Hébétée, elle regardait le videur, sur le visage duquel elle devinait sans peine sa réprobation. S'il était là, c'est que le bar était ouvert... et qu'elle avait déjà passé plusieurs heures allongée sur le plancher. Son dos en attestait.
— Je sais que tu as été voir un médecin après ta disparition, mais ça vaudrait peut-être le coup d'en voir un autre...
Il l'aidait à se remettre sur ses jambes quand elle réalisa que sa mémoire lui était revenue.
Ces dernières années, Georges, le bar, Éric et Christine, le restaurant, Darmack et Jorda aussi, sans oublier ses pouvoirs et la façon dont elle pouvait les utiliser, le Temple... l'Ancien... Tout était clair dans son esprit. Les blocages s'étaient envolés.
Estomaquée, elle n'aida pas le videur qui tentait de la faire tenir debout. Car au-delà de tout cela, ses souvenirs remontaient enfin à plus de trois ans ! Elle se remémora sans peine son enfance et son adolescence, tout ce qui lui échappait depuis si longtemps...
* * *
Ses premiers souvenirs remontaient à un orphelinat dans lequel elle avait grandi, situé en périphérie de Clarme. Sous les ordres d'une intendante peu commode, elle ne s'y était fait que peu d'amis et avait toujours profité de la moindre opportunité pour fuir les hauts murs gris et ternes de l'établissement. Combien de fois avait-elle délibérément manqué les cours pour s'aventurer dans Clarme et y découvrir ses merveilleux comme ses plus sombres côtés ? L'intendante l'avait toujours réprimandée de ses agissements, avait tenté de l'empêcher de sortir comme elle le voulait... toutefois, la jeune fille se montrait toujours plus maligne. Elle aimait, lors de ses sorties imprévues, découvrir une famille qui se promenait ou des enfants qui jouaient dans le parc ; elle enviait les adolescents qui flânaient sur les abords du fleuve ou, à un certain âge, les couples qui s'enlaçaient amoureusement. Elle demeurait seule, et c'était bien là son principal souvenir.
La solitude.
Ses premières années restaient floues, des sensations plus que des images, et ces quelques scènes dont elle s'était rappelée dans ses rêves, celles où son frère apparaissait. Puis sans qu'elle se rappelât comment ou pourquoi, elle avait intégré l'orphelinat. Ses véritables parents, son origine demeuraient un mystère, sans doute en raison du jeune âge auquel elle les avait perdus.

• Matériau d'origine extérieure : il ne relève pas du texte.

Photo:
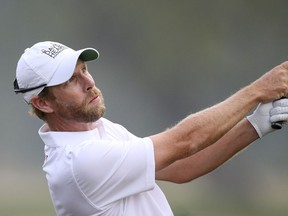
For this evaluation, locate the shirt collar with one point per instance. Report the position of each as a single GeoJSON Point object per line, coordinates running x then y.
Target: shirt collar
{"type": "Point", "coordinates": [56, 138]}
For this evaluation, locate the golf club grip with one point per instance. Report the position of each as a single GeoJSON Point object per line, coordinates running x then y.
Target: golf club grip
{"type": "Point", "coordinates": [277, 125]}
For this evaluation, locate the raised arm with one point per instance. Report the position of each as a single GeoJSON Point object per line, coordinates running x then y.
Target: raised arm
{"type": "Point", "coordinates": [200, 130]}
{"type": "Point", "coordinates": [207, 160]}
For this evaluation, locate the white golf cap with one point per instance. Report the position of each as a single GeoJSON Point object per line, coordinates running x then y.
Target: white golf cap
{"type": "Point", "coordinates": [47, 64]}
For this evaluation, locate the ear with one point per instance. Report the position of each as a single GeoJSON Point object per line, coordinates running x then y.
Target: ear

À son arrivée dans l'établissement, elle avait refusé de parler, de communiquer avec les autres, et s'était bornée au refus total de créer de nouveaux liens. La solitude, oui, elle se la rappelait parfaitement, pour l'avoir elle-même entretenue.
Très vite mise à l'écart par les autres enfants pour son caractère sauvage, elle n'avait pas non plus cherché leur compagnie. Elle se sentait trahie et abandonnée. Des années plus tard, elle éprouvait toujours ce ressentiment envers sa famille, celle qui l'avait laissée pour compte. S'isoler des autres lui assurait de ne plus jamais revivre de tels événements. Sans attachement, pas de trahison possible.
Puis il y avait eu Audrey.
Chloé n'avait jamais cherché à se lier d'amitié avec la jeune fille, mais Audrey l'avait un jour surprise à faire le mur et ainsi trouvé par quelle issue elle quittait les lieux sans jamais se faire surprendre. De peur d'être dénoncée, Chloé s'était finalement laissée dompter. Petit à petit, des liens s'étaient tissés entre les deux adolescentes aux caractères radicalement opposés.
VOUS LISEZ
Le Démon (L'Hybride, livre 1)
Fantasy~ HISTOIRE TERMINÉE ~ Dans une France alternative, aux alentours de l'an 2000. Le P'tit Clarme, un vieux bar aux relents d'Amérique des années 50. Chloé y chante presque tous les soirs, pour un public désenchanté qui ne remarque presque plus sa prés...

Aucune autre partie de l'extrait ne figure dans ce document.